W3C home > Mailing lists > Public > public-html@w3.org > July 2008

Re: ISSUE-54 (html5-doctype-vs-xslt): XSLT 1.0 can not generate HTML5 documents [HTML 5 spec]

From: Jirka Kosek <jirka@kosek.cz>
Date: Fri, 04 Jul 2008 23:44:38 +0200
Message-ID: <486E99C6.2060401@kosek.cz>
To: Henri Sivonen <hsivonen@iki.fi>
CC: HTML Issue Tracking WG <public-html@w3.org>
Henri Sivonen wrote:

> I disagree with the simplified framing of the issue, since it gives the 
> wrong idea of how little fixing is needed and where the sensible place 
> for the fix is. The doctype is the least of the problems with XSLT and 
> HTML5.

Hi Henri, actually there are two issues. One is very simple -- how to
allow producing of HTML5 compliant output with *existing* XSLT language
and its implementation. This issue is very important because it is very
common approach for producing HTML content. Moreover even HTML WG
charter explicitly states that "legacy implementation" of "classic HTML"
should be taken into account. And XSLT could be considered as such 
legacy application.

Of course there is second issue on which you really elaborate in your
email and this is how to extend some *future version* of XSLT language
and its implementation to support all bits of HTML5. I almost agree with
your analysis on this issue.

> HTML5 defines HTML elements to go into the 
> "http://www.w3.org/1999/xhtml" namespace in order to abstract away the 
> difference of serialization from programs that operate on a 
> namespace-aware tree representation. HTML5 parsers that expose XML APIs 
> to allow unified application internals regardless of whether the data 
> came in as text/html or application/xhtml+xml put HTML elements in the 
> "http://www.w3.org/1999/xhtml" per spec. Moreover, with support for 
> MathML and SVG, there can also be element nodes in those namespaces. 
> Programs operating on trees shouldn't have to have different code 
> throughout depending on whether the program is targeted at text/html or 
> application/xhtml+xml.

On the other hand, in past HTML (4 and previous) has not been using
anything like namespaces while XHTML used this concept.
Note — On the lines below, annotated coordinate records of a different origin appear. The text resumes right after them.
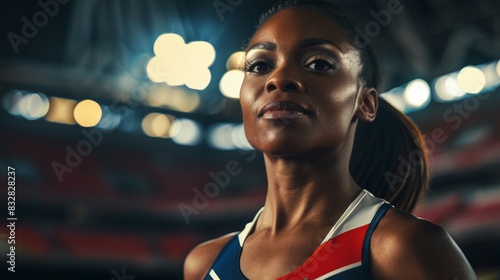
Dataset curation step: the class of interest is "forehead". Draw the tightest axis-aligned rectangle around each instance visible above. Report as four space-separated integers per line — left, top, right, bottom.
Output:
249 8 356 53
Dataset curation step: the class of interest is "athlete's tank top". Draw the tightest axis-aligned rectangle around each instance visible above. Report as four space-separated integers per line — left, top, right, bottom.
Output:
205 190 391 280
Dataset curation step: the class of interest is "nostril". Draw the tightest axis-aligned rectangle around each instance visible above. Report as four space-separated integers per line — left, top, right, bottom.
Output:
267 84 278 92
285 83 299 91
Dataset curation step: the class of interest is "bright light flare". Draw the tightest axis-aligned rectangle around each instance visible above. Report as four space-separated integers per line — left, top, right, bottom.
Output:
73 99 102 127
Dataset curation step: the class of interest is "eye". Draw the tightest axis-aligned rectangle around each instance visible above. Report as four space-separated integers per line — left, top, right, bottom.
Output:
305 57 335 72
243 60 272 73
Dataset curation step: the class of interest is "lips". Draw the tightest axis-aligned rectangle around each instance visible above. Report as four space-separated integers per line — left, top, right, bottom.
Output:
259 101 310 119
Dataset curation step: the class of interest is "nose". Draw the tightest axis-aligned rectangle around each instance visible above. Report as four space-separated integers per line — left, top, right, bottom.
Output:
266 65 304 93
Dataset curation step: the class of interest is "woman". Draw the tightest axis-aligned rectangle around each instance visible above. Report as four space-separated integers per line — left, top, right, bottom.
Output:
184 1 475 279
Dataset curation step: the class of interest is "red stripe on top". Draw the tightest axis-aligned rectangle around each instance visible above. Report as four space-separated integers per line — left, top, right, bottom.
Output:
278 224 370 280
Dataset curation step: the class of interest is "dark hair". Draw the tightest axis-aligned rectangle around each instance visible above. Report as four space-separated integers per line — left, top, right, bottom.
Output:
257 0 429 211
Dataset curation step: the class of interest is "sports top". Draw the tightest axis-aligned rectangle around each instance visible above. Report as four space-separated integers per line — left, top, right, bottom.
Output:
205 190 392 280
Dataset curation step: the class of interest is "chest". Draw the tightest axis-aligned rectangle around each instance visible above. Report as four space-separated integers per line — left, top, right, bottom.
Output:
240 230 326 279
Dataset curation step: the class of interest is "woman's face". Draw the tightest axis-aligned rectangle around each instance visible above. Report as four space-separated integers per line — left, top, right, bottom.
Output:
240 8 374 156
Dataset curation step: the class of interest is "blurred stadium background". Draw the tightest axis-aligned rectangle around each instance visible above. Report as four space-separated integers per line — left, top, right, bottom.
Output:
0 0 500 280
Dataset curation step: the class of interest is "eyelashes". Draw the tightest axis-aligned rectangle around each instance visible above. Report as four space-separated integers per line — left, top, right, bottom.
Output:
240 59 272 73
239 55 338 74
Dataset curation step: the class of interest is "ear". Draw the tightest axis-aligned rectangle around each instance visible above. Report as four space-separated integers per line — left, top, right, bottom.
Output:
355 87 378 122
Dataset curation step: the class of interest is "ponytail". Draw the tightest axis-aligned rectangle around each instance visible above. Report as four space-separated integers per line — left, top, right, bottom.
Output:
349 98 429 212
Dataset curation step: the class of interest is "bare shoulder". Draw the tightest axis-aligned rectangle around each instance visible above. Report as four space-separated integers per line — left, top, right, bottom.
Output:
184 232 237 280
370 208 476 280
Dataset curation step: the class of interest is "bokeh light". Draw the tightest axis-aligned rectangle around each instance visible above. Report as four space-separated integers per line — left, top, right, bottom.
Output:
146 33 216 90
207 123 235 150
219 70 245 98
457 66 486 93
45 97 77 124
226 51 245 71
141 113 176 138
172 119 202 146
2 90 50 120
403 79 431 108
73 99 102 127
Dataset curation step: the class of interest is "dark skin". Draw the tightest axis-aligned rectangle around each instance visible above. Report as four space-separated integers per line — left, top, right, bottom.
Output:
184 8 476 279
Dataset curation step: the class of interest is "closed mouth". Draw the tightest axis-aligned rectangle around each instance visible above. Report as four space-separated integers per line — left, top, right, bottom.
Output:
258 101 311 119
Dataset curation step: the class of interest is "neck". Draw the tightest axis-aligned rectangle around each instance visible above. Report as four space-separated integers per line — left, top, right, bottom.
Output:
259 148 361 233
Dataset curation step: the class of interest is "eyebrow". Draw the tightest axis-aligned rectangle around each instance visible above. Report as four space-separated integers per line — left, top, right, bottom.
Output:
246 38 343 53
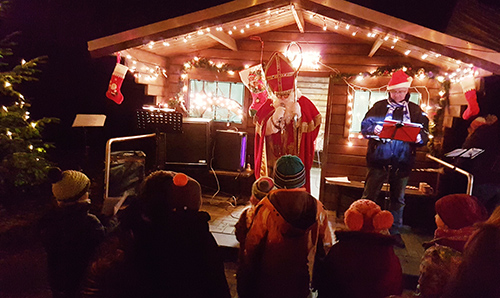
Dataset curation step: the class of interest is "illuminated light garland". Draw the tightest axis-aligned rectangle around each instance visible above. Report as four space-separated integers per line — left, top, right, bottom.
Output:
120 51 168 81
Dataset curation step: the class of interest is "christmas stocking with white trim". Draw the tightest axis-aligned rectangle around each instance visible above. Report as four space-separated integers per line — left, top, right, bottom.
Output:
106 63 128 104
460 77 479 120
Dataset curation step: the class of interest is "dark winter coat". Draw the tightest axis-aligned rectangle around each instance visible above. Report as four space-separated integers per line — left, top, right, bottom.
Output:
361 100 429 173
40 204 104 297
313 231 403 298
82 206 230 298
442 225 500 298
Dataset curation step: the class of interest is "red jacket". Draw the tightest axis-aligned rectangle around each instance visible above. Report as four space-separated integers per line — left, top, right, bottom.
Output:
238 188 332 298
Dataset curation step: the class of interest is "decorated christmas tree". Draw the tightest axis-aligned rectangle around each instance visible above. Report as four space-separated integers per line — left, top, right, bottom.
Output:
0 2 58 201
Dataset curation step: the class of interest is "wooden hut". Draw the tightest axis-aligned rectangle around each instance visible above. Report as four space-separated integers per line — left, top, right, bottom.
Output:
88 0 500 217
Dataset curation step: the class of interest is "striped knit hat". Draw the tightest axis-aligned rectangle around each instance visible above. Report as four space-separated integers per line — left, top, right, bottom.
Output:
274 155 306 189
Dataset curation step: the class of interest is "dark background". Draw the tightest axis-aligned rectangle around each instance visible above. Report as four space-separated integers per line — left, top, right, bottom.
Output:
0 0 462 173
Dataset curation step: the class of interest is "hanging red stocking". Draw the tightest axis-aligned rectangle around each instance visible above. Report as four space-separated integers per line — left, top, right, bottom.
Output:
106 63 128 104
460 77 479 120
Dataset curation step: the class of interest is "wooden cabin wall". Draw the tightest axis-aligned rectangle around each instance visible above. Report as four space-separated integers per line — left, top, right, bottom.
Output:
136 23 446 200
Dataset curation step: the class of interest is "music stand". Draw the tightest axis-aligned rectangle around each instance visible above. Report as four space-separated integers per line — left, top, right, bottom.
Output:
71 114 106 170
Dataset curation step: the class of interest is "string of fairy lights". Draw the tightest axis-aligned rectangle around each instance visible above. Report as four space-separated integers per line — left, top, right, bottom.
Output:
115 5 478 146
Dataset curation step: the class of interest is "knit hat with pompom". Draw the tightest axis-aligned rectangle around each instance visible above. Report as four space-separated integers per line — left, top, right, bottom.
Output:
47 167 90 204
141 171 201 212
344 199 394 233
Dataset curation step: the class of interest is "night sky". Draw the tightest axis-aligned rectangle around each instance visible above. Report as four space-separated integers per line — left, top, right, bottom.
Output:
0 0 456 171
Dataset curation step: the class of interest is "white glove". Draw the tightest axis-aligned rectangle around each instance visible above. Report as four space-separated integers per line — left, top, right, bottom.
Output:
415 134 422 143
272 106 286 127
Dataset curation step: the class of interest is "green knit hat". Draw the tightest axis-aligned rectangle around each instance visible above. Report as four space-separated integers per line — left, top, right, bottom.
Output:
252 176 274 201
274 155 306 189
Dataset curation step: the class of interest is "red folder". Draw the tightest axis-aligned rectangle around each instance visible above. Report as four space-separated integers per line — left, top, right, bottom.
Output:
378 120 422 143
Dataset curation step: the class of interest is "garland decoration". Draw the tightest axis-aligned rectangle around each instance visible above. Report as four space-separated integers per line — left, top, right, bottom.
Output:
182 57 243 74
330 64 439 81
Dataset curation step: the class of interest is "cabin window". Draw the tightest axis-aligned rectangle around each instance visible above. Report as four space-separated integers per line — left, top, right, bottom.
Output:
349 90 422 133
188 80 245 124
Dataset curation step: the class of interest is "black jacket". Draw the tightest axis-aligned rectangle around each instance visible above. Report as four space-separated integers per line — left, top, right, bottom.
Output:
361 100 429 173
82 206 230 298
40 204 104 297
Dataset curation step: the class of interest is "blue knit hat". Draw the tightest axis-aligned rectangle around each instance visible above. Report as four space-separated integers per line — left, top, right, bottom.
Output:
274 155 306 189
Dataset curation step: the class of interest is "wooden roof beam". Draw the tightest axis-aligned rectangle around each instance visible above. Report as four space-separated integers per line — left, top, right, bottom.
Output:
208 30 238 52
368 36 384 57
290 4 304 33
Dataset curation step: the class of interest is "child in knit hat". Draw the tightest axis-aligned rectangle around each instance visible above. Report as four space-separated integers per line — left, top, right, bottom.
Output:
40 168 104 297
83 170 230 298
234 176 274 248
418 194 487 298
314 199 403 298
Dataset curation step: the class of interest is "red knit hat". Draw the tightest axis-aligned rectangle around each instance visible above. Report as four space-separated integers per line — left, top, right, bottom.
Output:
435 194 488 230
265 52 297 95
387 69 413 90
344 199 394 232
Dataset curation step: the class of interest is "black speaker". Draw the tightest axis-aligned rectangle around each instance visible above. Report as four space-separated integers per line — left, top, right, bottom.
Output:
213 130 247 171
164 118 212 166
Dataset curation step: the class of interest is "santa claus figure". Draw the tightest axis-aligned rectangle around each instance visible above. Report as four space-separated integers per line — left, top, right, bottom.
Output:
254 52 321 191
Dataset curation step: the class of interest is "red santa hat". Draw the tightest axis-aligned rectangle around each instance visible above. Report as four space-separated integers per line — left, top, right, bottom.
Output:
387 69 413 90
265 52 297 95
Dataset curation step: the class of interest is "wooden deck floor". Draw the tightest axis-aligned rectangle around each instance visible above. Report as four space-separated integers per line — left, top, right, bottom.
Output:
201 196 432 297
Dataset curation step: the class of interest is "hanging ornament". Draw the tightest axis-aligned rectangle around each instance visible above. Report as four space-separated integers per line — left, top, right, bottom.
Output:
460 76 479 120
106 55 128 104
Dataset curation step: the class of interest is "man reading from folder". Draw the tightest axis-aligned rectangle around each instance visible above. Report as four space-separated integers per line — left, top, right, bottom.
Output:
361 70 429 247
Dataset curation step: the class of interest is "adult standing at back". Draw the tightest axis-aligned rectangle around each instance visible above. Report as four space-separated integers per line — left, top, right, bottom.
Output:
361 70 429 247
40 168 104 298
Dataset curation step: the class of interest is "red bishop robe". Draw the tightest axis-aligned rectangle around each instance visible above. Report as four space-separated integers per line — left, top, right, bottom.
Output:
254 96 321 192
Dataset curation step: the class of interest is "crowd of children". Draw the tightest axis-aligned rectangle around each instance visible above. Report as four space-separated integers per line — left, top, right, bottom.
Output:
41 155 500 298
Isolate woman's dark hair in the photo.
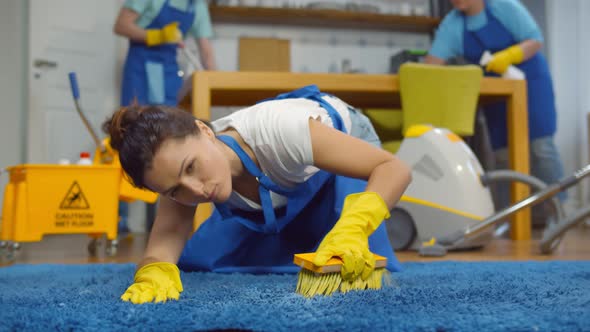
[102,105,209,188]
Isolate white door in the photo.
[27,0,121,163]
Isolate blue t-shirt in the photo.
[428,0,543,60]
[123,0,213,38]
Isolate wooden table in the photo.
[179,71,531,240]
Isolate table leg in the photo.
[506,80,531,241]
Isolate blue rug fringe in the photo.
[0,261,590,331]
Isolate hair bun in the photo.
[102,105,141,150]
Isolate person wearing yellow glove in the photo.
[103,85,411,302]
[121,262,183,304]
[145,22,182,46]
[425,0,567,227]
[114,0,215,106]
[313,192,390,280]
[113,0,216,239]
[486,45,524,75]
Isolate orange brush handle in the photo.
[293,252,387,273]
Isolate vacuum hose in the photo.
[480,170,565,219]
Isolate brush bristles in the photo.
[295,268,391,297]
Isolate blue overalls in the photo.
[178,86,401,273]
[121,0,195,106]
[463,3,557,149]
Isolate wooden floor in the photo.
[0,226,590,266]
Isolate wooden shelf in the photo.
[209,5,440,33]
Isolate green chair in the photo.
[365,62,483,153]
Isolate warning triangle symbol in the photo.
[59,181,90,210]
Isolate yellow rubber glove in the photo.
[145,22,182,46]
[486,45,524,75]
[313,192,389,280]
[121,262,182,304]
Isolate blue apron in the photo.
[178,86,401,273]
[463,4,557,149]
[121,0,195,106]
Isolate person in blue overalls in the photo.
[114,0,215,106]
[103,85,411,303]
[114,0,215,233]
[425,0,566,224]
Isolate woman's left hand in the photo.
[313,192,389,281]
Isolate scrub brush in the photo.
[293,253,391,297]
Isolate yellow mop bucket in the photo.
[0,164,121,242]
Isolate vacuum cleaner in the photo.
[385,125,590,256]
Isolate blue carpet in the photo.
[0,261,590,331]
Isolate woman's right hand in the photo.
[121,262,183,304]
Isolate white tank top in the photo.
[212,96,351,210]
If you have
existing XSLT code that emits HTML and you want to use few new elements
introduced in HTML5 why you should also start thinking about namespaces?
You simply want to add those few new tags into your stylesheet and 
modify public identifier to make it clear that you are using brand new 
HTML5 language.

So, your idea sounds perfectly reasonable and I think once there is 
something like HTML5 output method in XSLT and HTML5 is widely deployed 
everyone should use such approach. But we are not there yet, we can 
propose such academically clean approach, but at the same time we should 
pragmatically solve todays' problems.

> throughout the XSLT program and pass-through input. (If you put elements 
> in the wrong namespace throughout your code base of XSLT programs, 
> upgrading to XHTML becomes even harder than it already is for other 
> reasons.)

I don't think so. It is very easy to change namespace of output. For 
namespaced elements you can use xsl:namespace-alias and if you have 
elements in no namespace (for example HTML), it is sufficient to add 
xmlns="http://www.w3.org/1999/xhtml" to the root element of your stylesheet.

> I think the right way to deal with this is to define an HTML5 output 
> method for XSLT. 

I agree, and I'm willing to manage that next version of XSLT will have 
such method. Of course this means that serialization of HTML5 and other 
related issues are resolved before. Is this part of HTML5 stable or are 
there any changes expected?

> In the interim, the right way is to take DOM or SAX 
> output from the XSLT processor and to run a DOM-to-HTML5 or SAX-to-HTML5 
> serializer outside the XSLT processor. (I intend to ship a foreign 
> content-enhanced serializer with the next release of XSLT4HTML5.)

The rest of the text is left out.